Bug 1905820

Summary:

LVM-activate: Unexpected behavior when data disks get DID_BAD_TARGET on Passive Node

Product:

Red Hat Enterprise Linux 8

Reporter:

sreekantha <sreekantha>

Component:

resource-agents

Assignee:

Oyvind Albrigtsen <oalbrigt>

Status:

CLOSED ERRATA

QA Contact:

cluster-qe <cluster-qe>

Severity:

high

Docs Contact:

Priority:

unspecified

Version:

8.2

CC:

agk, cluster-maint, fdinitto, jobaker, mjuricek, nwahl, phagara, rraghotham, sdivya, singhrobin, sramasamy, tutikas

Target Milestone:

Keywords:

Triaged

Target Release:

8.0

Hardware:

Unspecified

OS:

Linux

Whiteboard:

Fixed In Version:

resource-agents-4.9.0-30.el8

Doc Type:

If docs needed, set a value

Doc Text:

Story Points:

---

Clone Of:

Clones:

2102126 (view as bug list)

Environment:

Last Closed:

2023-05-16 08:04:04 UTC

Type:

Bug

Regression:

---

Mount Type:

---

Documentation:

---

CRM:

Verified Versions:

Category:

---

oVirt Team:

---

RHEL 7.3 requirements from Atomic Host:

Cloudforms Team:

---

Target Upstream Version:

Embargoed:

Bug Depends On:

Bug Blocks:

2102126

Attachments:

Description	Flags
var/log/message and pacemaker logs of all the 3 nodes	none

Description sreekantha 2020-12-09 07:19:35 UTC

Description of problem:
Unexpected behavior when data disks get DID_BAD_TARGET on Passive Node

In a 3 node Redhat cluster configured with SQL FCI setup.

After Injecting the DID_BAD_TARGET error on the cluster configured sharedDisks (pRDM) on Passive node  ( node which does not own cluster resources ), Node does not go OFFLINE though the data disks report DID_BAD_TARGET, it shows online.

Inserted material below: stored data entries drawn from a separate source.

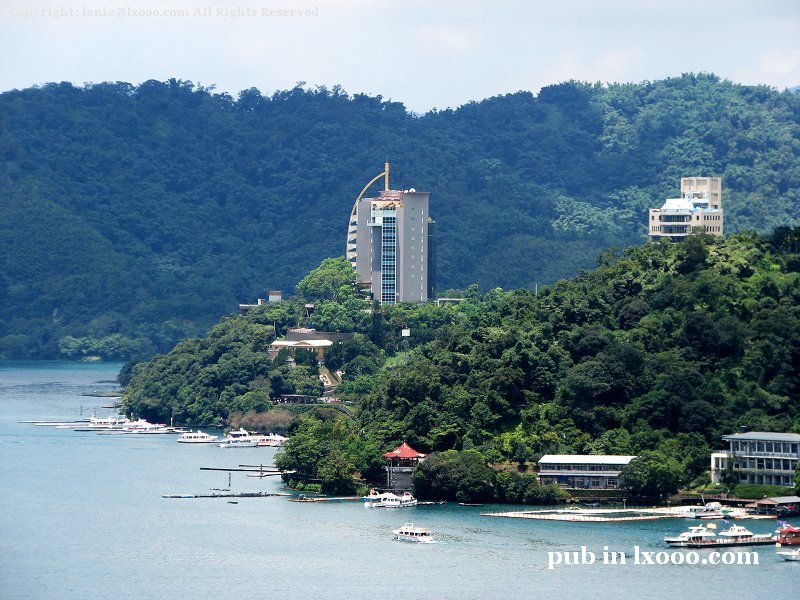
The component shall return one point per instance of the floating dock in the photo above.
(226, 495)
(602, 515)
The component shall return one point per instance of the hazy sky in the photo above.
(425, 54)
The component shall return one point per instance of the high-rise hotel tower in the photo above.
(390, 243)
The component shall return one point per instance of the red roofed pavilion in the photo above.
(402, 462)
(404, 451)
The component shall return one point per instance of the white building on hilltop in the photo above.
(698, 210)
(583, 471)
(761, 457)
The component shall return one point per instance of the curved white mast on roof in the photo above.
(352, 231)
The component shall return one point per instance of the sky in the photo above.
(425, 54)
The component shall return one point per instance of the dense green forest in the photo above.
(133, 217)
(661, 350)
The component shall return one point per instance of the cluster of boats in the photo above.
(388, 500)
(705, 536)
(240, 438)
(410, 533)
(245, 439)
(112, 424)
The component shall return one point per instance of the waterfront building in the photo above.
(390, 243)
(402, 462)
(698, 210)
(583, 471)
(760, 457)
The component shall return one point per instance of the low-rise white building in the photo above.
(583, 471)
(698, 210)
(761, 457)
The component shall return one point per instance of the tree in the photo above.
(452, 475)
(333, 278)
(651, 475)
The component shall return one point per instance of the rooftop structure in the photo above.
(698, 210)
(390, 244)
(402, 462)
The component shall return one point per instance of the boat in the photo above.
(245, 439)
(270, 440)
(238, 439)
(793, 554)
(389, 500)
(410, 533)
(735, 535)
(698, 533)
(113, 422)
(144, 426)
(788, 535)
(403, 501)
(196, 437)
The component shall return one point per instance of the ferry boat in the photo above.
(114, 422)
(389, 500)
(196, 437)
(735, 535)
(793, 554)
(238, 439)
(409, 533)
(788, 535)
(270, 440)
(696, 534)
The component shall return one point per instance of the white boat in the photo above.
(270, 439)
(789, 554)
(375, 500)
(409, 533)
(698, 533)
(144, 426)
(239, 439)
(196, 437)
(389, 500)
(738, 533)
(116, 422)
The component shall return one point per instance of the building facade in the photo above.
(390, 243)
(698, 210)
(760, 457)
(583, 471)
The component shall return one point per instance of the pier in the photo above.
(602, 515)
(227, 495)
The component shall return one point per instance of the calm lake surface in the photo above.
(81, 516)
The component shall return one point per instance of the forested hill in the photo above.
(133, 216)
(663, 348)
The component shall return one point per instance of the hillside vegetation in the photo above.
(131, 217)
(662, 348)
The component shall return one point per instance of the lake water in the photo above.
(81, 516)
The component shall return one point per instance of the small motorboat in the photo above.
(698, 533)
(410, 533)
(793, 554)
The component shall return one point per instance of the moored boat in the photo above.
(793, 554)
(788, 535)
(410, 533)
(270, 439)
(698, 533)
(389, 500)
(238, 439)
(196, 437)
(735, 535)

Moving resources to error injected node leads resources get into "STOPPED" state and did not even get re-started on the other healthy nodes which still had access to the storage. The error logged was :
“Preventing my_lvm from restarting anywhere because of fatal failure (not configured: Volume group[sql_vg] doesn't exist, or not visible on this node!”

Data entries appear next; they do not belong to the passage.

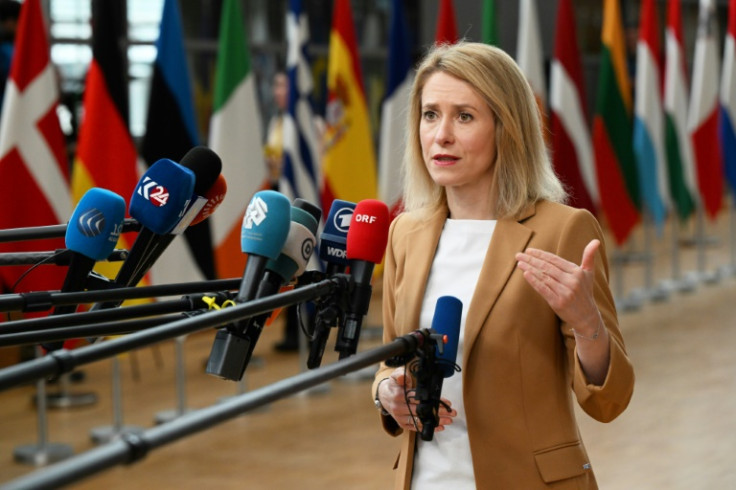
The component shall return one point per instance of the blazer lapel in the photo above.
(423, 241)
(509, 237)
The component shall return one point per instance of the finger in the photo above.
(546, 260)
(588, 262)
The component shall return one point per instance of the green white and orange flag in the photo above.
(678, 147)
(235, 135)
(613, 128)
(349, 163)
(106, 154)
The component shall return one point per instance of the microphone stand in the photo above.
(46, 300)
(51, 231)
(130, 448)
(62, 360)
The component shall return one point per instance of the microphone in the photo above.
(91, 235)
(438, 363)
(366, 243)
(292, 261)
(334, 236)
(266, 226)
(158, 202)
(206, 167)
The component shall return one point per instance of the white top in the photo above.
(445, 461)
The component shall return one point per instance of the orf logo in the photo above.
(256, 213)
(156, 194)
(342, 219)
(91, 223)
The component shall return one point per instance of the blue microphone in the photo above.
(437, 365)
(91, 235)
(446, 322)
(158, 202)
(334, 237)
(264, 232)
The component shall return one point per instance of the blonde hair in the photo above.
(523, 172)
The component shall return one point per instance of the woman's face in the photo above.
(457, 131)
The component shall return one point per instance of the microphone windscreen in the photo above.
(206, 166)
(214, 197)
(298, 247)
(162, 195)
(368, 233)
(265, 224)
(96, 223)
(334, 237)
(446, 321)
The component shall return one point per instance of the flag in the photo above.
(683, 186)
(489, 34)
(106, 155)
(648, 117)
(703, 114)
(34, 170)
(235, 135)
(572, 149)
(446, 32)
(394, 109)
(349, 162)
(301, 143)
(171, 131)
(728, 99)
(530, 57)
(612, 130)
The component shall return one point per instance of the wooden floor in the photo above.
(679, 431)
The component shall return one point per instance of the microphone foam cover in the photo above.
(206, 166)
(162, 195)
(265, 224)
(95, 225)
(368, 233)
(298, 247)
(334, 237)
(214, 196)
(446, 321)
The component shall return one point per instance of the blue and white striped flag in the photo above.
(300, 175)
(394, 109)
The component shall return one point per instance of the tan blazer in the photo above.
(519, 359)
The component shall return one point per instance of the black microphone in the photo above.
(438, 364)
(265, 229)
(367, 238)
(92, 233)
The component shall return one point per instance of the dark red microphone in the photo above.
(366, 244)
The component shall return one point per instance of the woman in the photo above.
(484, 222)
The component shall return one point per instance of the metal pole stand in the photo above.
(64, 398)
(103, 434)
(303, 356)
(181, 385)
(43, 452)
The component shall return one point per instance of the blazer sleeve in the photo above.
(389, 327)
(604, 403)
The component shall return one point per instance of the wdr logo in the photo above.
(151, 191)
(91, 223)
(256, 213)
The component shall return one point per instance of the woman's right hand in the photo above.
(394, 393)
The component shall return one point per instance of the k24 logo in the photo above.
(157, 194)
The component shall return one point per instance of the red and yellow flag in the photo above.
(106, 155)
(349, 163)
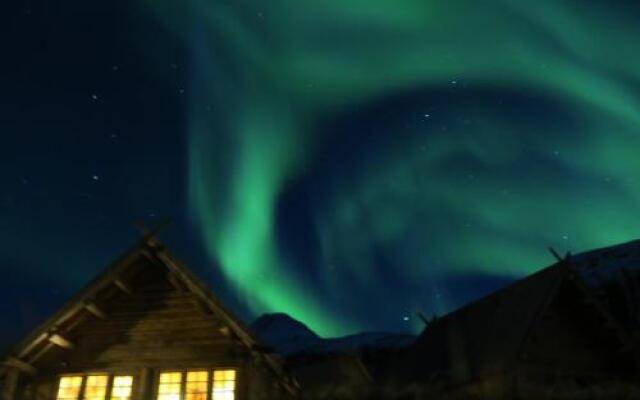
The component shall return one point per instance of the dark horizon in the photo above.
(315, 160)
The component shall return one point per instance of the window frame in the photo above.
(183, 379)
(85, 374)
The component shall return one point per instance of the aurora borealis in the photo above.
(352, 162)
(464, 137)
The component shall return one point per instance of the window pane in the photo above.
(170, 385)
(96, 387)
(196, 388)
(224, 385)
(69, 388)
(121, 389)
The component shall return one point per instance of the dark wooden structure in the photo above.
(145, 315)
(546, 336)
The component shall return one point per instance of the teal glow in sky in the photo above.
(429, 145)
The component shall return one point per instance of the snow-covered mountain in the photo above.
(603, 265)
(612, 272)
(614, 275)
(289, 336)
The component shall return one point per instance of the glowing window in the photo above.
(121, 388)
(224, 385)
(69, 388)
(95, 387)
(170, 386)
(196, 386)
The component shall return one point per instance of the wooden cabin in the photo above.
(145, 329)
(546, 336)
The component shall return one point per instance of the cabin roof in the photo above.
(486, 337)
(87, 300)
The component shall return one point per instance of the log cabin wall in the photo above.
(154, 325)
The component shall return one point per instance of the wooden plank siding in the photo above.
(156, 323)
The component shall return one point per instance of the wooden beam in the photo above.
(123, 286)
(175, 282)
(11, 384)
(21, 365)
(95, 310)
(61, 341)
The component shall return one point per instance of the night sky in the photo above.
(347, 162)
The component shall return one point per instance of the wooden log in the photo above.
(143, 388)
(10, 387)
(95, 310)
(123, 286)
(61, 341)
(21, 365)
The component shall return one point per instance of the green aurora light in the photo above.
(268, 76)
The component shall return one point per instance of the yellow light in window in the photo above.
(170, 385)
(121, 388)
(224, 385)
(196, 388)
(96, 387)
(69, 388)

As per RHEL cluster behavior, restart of the resources on the healthy node is prevented by the constraint auto-created by the move command . If the constraint is removed before the failure limit, the resources should get re-started on the other healthy nodes. If not, user will also be required to do resource cleanup.


We tried various steps as per the recommendation
a. We attempted to delete the move constraint while the move operation was in progress so that things could be cleaned up before the failover threshold was hit. This step did not help since move command gets aborted in such a case. We also attempted to delete the constraint right after the move command was issued but doing so did not help either.
b. Once the resources went to “STOPPED” state after they were moved to a bad node, mere deletion of constraint + “resource cleanup” did not help. The resources never re-started on a healthy node in spite of the cleanup. We had to exclusively move the resources to a healthy node along with resource cleanup .

Sample sequence of steps which worked :
pcs resource cleanup <resource> ;pcs resource move <resource> <healthy node>

While the sequence of steps helps the user get back the resources in running state, the resources should be auto-restarted on a healthy node. Also the sequence does not seem to be intuitive.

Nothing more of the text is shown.